The Co-operative Bank’s bondholders are set to vote on Friday for or against its rescue plan, which aims to plug the lender’s £1.5 billion black hole. This is despite the bank already reaching a deal with institutions.
The bank’s investors must vote on the rescue deal by 4:30pm. A final deadline is also set for next month if sufficient votes are not received. If investors fail to approve the plan the bank could be nationalised, potentially reducing bondholders’ returns.
Eva Olsson, a credit analyst at Mitsubishi UFJ Securities, told Bloomberg, “A vote against any of the bond issues would mean the bank would have to basically liquidate. If they can’t get hold of two-thirds [of investors] it goes to a second vote, so getting things done by the year-end will be very tight.”
The rescue deal saw hedge funds take a 70% stake in the bank, along with the announcement that 15% of branches will close.
Whilst the Co-op has continuously said that it will stand by its ethical principles others, including the group’s former CEO Peter Marks, have said this will not be possible under its new structure.
The vote is being held just days after the Co-op Bank admitted it was losing current account customers.
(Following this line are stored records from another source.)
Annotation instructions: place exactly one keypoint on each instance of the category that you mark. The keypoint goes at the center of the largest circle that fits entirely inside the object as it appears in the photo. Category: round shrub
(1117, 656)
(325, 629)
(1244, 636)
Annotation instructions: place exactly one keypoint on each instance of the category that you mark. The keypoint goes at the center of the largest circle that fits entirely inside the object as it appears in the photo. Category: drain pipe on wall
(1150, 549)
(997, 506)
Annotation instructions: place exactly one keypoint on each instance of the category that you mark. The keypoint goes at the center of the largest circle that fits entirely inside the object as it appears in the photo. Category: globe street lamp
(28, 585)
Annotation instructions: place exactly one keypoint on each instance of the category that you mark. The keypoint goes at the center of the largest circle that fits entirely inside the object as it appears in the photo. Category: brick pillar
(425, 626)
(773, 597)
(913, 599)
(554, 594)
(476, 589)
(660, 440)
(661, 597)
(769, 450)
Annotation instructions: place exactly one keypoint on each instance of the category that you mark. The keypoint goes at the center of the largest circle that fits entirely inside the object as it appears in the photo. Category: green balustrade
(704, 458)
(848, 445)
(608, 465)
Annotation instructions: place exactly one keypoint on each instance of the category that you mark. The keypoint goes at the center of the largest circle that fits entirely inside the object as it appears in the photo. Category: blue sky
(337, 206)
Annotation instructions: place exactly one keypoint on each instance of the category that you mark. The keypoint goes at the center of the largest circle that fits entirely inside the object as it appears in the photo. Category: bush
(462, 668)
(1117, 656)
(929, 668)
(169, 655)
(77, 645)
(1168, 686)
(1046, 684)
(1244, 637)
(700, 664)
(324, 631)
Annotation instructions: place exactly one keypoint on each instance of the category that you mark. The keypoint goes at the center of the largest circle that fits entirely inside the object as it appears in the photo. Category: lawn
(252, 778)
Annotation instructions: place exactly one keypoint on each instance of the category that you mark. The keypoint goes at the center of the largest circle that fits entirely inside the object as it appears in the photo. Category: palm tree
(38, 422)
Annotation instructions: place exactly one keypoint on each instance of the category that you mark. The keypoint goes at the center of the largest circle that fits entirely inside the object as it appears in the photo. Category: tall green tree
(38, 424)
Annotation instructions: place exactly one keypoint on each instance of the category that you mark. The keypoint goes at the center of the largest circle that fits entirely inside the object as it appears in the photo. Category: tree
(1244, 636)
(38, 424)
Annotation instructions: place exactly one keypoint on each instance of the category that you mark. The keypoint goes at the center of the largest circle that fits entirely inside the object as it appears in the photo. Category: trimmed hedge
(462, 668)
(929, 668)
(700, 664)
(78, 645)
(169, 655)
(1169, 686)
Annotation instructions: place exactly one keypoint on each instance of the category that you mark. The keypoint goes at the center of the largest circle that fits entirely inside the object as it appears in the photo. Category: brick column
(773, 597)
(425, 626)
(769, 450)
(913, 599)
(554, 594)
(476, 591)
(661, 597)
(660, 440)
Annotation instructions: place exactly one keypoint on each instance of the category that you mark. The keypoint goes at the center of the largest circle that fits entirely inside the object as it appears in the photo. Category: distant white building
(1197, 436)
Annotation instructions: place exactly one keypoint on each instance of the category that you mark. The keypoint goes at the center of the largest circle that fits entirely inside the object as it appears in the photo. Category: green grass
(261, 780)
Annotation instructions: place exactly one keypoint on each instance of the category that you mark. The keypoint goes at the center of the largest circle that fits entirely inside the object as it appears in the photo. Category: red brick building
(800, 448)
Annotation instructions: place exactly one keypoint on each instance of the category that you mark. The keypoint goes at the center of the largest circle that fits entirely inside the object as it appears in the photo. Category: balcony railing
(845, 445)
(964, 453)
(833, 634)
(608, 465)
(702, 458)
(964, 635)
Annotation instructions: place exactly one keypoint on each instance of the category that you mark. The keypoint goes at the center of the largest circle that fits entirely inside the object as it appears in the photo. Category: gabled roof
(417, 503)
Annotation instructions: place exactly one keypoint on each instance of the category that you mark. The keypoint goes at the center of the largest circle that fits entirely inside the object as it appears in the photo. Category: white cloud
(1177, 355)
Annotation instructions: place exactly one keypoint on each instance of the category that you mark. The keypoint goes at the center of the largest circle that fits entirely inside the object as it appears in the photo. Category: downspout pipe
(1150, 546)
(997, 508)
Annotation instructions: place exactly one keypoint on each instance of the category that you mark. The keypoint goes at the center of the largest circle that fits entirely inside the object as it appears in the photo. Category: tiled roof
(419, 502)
It linked this decline to the current account switching service and reputational damage.
The chancellor George Osborne recently ordered an inquiry into the bank’s appointment of Paul Flowers as chairman, despite his admissions that he was under qualified for the role, and more recently, buying class A drugs.
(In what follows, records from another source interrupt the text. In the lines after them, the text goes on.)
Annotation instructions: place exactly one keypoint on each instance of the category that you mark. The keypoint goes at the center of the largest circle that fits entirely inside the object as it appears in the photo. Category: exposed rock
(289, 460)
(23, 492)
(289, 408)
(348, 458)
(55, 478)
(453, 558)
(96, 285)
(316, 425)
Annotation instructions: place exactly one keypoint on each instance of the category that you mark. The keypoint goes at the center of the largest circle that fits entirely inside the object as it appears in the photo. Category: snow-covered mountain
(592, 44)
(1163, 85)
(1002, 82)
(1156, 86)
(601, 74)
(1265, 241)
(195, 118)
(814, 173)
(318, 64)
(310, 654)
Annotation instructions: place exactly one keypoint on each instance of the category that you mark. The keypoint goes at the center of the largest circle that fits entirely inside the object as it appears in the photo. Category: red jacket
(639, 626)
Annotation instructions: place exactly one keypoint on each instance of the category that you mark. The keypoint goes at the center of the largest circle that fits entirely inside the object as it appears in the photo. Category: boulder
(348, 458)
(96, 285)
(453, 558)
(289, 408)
The bank said, “Recent events, together with the competitive landscape in which the bank operates, the introduction of the seven-day account switching and the associated increased competitor marketing activity at a time when the bank has been constrained in its ability to undertake its own marketing activity, may be a contributing factor to an increase the bank has seen in the switching of current accounts.”
It added that it was still to early to assess the full impact but that the bank’s retail deposit base remains “broadly stable”.
One of the US hedge funds invested in the Co-op, Aurelius Capital, has sold down almost its entire stake to a rival, Perry Capital. It has been reported that the sale was due to financial concerns rather that the bank’s reputation.